Tillie, who goes by the full name Tillie Kottmann and uses they / them pronouns, is allegedly part of an international group of hackers responsible for having violated Verkada. according to the report from Bloomberg. Once inside, the hackers were able to use the company’s security sources to observe the inner workings of a multitude of organizations, including medical facilities, mental hospitals, prisons, schools and police departments, and even large companies such as Tesla, Equinox and Cloudflare. The scope of the hack seems huge.

Among other things, Kottmann hinted on Tuesday that his access to Verkada could have been used to hack into the laptop of Cloudflare CEO Matthew Prince:

The group of hackers has drawn public attention in a very notable way, calling the intrusion campaign “Operation Panopticon” and claiming that they want to “end surveillance capitalism”By drawing attention to the ways in which ubiquitous surveillance dominates people’s lives. The group seems to leave by the nickname “incendiary cats” and also calls himself a “SUITABLE, “ in reference to the way the threat groupps are labeled “advanced persistent threats” by security research companies.

According to Bloomberg, “Arson Cats” gained entry to the company through a fairly massive security flaw: Hackers discovered a password and username for a Verkada administrative account publicly exposed to the Internet. In a Twitter message, Tillie reiterated this to Gizmodo, claiming that once they had compromised the administrator’s account (called “super administrator”), they were able to connect to any of the 150,000 videos in the Verkada library.

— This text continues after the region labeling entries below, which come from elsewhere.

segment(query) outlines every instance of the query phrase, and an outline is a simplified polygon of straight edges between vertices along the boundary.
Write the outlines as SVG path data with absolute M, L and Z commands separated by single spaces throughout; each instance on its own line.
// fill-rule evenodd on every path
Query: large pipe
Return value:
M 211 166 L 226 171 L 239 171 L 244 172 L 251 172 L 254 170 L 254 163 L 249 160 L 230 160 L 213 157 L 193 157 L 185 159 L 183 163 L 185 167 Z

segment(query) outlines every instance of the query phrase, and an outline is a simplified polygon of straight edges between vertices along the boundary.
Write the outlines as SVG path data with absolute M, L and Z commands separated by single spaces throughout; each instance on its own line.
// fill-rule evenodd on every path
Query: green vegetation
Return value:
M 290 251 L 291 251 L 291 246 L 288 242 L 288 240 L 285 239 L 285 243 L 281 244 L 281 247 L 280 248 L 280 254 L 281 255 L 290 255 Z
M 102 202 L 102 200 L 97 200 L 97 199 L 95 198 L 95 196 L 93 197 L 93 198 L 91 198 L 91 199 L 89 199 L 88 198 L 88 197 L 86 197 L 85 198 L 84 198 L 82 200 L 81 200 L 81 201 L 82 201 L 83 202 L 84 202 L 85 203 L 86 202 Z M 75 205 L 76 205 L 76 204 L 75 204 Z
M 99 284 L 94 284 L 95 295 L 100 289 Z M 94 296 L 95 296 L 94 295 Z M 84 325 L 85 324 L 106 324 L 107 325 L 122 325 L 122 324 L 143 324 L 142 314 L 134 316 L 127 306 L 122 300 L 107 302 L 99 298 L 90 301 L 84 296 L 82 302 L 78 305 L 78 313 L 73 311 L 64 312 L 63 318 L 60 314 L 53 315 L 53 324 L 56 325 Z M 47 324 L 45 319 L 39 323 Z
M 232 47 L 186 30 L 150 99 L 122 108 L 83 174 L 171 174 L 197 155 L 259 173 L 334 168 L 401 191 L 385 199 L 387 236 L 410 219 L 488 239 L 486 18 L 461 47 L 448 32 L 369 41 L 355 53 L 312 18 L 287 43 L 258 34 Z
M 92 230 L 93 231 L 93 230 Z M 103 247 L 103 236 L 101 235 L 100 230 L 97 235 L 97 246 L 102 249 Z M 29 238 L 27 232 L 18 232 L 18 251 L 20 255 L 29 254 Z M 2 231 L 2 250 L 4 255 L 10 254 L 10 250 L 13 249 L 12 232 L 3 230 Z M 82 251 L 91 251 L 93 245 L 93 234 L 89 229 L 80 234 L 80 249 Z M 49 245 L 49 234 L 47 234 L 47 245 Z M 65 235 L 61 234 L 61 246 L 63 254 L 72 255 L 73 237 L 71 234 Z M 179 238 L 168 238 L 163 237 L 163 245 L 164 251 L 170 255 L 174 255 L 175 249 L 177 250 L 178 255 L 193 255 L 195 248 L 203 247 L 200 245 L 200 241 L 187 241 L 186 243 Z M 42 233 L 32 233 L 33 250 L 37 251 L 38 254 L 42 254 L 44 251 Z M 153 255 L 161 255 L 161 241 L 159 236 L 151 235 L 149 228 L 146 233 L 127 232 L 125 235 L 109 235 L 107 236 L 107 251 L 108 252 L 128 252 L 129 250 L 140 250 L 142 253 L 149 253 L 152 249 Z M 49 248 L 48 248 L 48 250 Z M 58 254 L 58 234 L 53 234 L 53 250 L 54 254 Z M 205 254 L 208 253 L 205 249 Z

“The access we had allowed us to impersonate any user on the system and access their view of the platform,” said the hacker, further explaining that “superadmin rights are also those that grant us access to the root shell with just a click on a button “. . “

When asked if there was a political message behind the hack, Tillie said it was partly due to the fact that they hated “surveillance capitalism”:

“Yeah, I guess I hate capitalism in general, surveillance capitalism is an especially horrible and disgusting part,” said the hacker. “However, the information that having access to these camera signals has given us has also been a very interesting way to see things that we all know happens behind closed doors, but that we usually never get to see.”

At press time, representatives for Verkada could not be reached for comment. Emails sent to Tesla and Equinox have yet to receive a response. A representative from Cloudflare sent the following message:

We were alerted this afternoon that the Verkada security camera system that monitors major entry points and main thoroughfares in a handful of Cloudflare offices may have been compromised. The cameras were located in a handful of offices that have been officially closed for several months. As soon as we realized the compromise, we deactivated the cameras and disconnected them from the office networks. To be clear, this incident does not affect Cloudflare products and we have no reason to believe that an incident involving security cameras in the office would affect customers.